Norris expended 98 pitches Sunday as he worked through seven 3-2 counts, but he scattered six hits and two walks to keep the Tigers in a pitching duel opposite Royals rookie Brad Keller. Raul Mondesi's first-inning solo home run, his second homer of the series, comprised the lone scoring damage as Norris turned to a sharp slider to strand runners in scoring position in three of his five innings.

"I feel like that's been the story of the year, just the slider, because nothing else feels very sharp right now," Norris said. "Just kind of relied on spinning that, trying to make pitches when I can."
Like Norris' other six starts, he departed without a win. He'll get one more start this year, likely Saturday at Milwaukee, to try for his first win since last September. No Tigers pitcher has gone winless in a season with at least eight starts since Scott Aldred in 1996, according to Baseball-Reference.
Drew VerHagen (3-3) had tossed 6 2/3 scoreless innings since late August and hadn't allowed multiple runs in an inning since Aug. 7, but he paid for three consecutive softly hit, two-out singles with exit velocities of 82 mph or less according to Statcast™. Consecutive two-out singles from Alcides Escobar and Rosell Herrera put runners at the corners for Cam Gallagher, whose blooper to left eluded Michael Mahtook's attempt and plated both runners.
"Vergy just got bled to death," Gardenhire said.
Keller (9-6) held Detroit to a Nicholas Castellanos sacrifice fly in the fourth inning on his way to seven innings of three-hit ball with three walks and two strikeouts.

MOMENTS THAT MATTERED
The Tigers' ninth-inning rally loaded the bases with one out off Royals closer Wily Peralta, starting with a Niko Goodrum bunt single.
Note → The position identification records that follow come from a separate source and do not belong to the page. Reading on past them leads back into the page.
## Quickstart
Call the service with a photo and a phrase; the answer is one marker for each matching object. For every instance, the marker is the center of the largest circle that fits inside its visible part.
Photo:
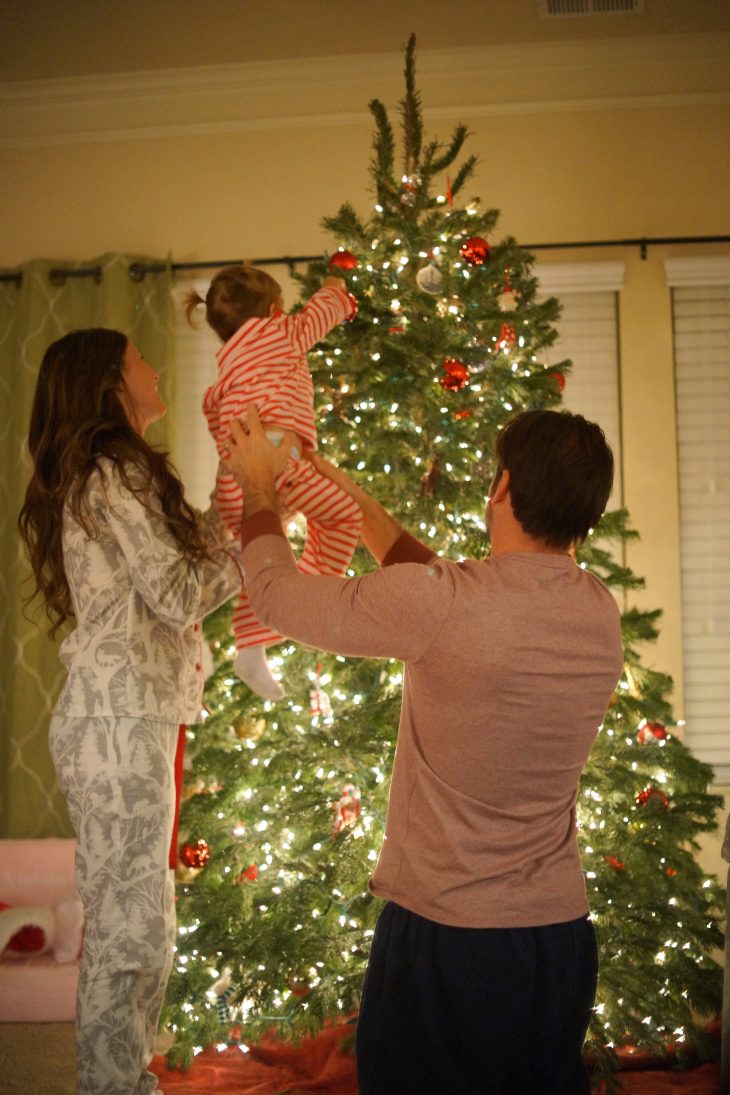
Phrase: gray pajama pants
(117, 775)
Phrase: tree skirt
(321, 1064)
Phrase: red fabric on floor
(316, 1064)
(321, 1064)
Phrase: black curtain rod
(138, 271)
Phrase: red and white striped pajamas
(264, 364)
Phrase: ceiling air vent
(560, 9)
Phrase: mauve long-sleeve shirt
(509, 665)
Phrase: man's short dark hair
(560, 471)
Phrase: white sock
(253, 670)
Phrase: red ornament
(650, 732)
(194, 855)
(27, 938)
(250, 875)
(507, 336)
(455, 376)
(652, 795)
(343, 261)
(614, 862)
(475, 251)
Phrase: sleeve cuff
(407, 549)
(263, 523)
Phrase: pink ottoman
(36, 988)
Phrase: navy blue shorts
(464, 1011)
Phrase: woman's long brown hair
(77, 418)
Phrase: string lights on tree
(450, 337)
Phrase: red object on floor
(316, 1064)
(321, 1064)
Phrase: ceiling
(50, 38)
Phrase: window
(588, 335)
(700, 303)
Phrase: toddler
(263, 361)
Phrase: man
(483, 968)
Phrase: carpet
(38, 1059)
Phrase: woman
(114, 545)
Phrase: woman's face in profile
(138, 391)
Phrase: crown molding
(334, 91)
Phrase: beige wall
(576, 141)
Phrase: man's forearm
(380, 530)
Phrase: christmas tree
(285, 804)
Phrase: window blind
(588, 335)
(700, 304)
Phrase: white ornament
(429, 279)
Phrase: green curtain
(33, 313)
Grayson Greiner's walk put the potential winning run on base and moved Goodrum into position to score on a Victor Reyes sacrifice fly, but Peralta struck out Jim Adduci to end the game for the second time in three days, this time earning his 13th save.

SOUND SMART
Harold Castro, added to Detroit's roster on Friday for infield depth, became the 10th Tiger to make his Major League debut this season when he pinch-ran for Greiner in the ninth.
HE SAID IT
"Our fans have been great coming out and supporting this team through it all, which has been a pleasure to watch. I saw that from the other side all the time. Great tradition here, great organization, and I'm happy to be a part of it." -- Gardenhire
UP NEXT
The Tigers begin their season-ending road trip on Tuesday night at Target Field, where they'll open a three-game series against the Twins with an 8:10 p.m. ET game. Spencer Turnbull (0-1, 10.80 ERA) will face Minnesota for the second time in as many Major League starts, hoping for his first big league win. The Twins are expected to turn to their bullpen for an opener, as they did in two of three games last week at Comerica Park.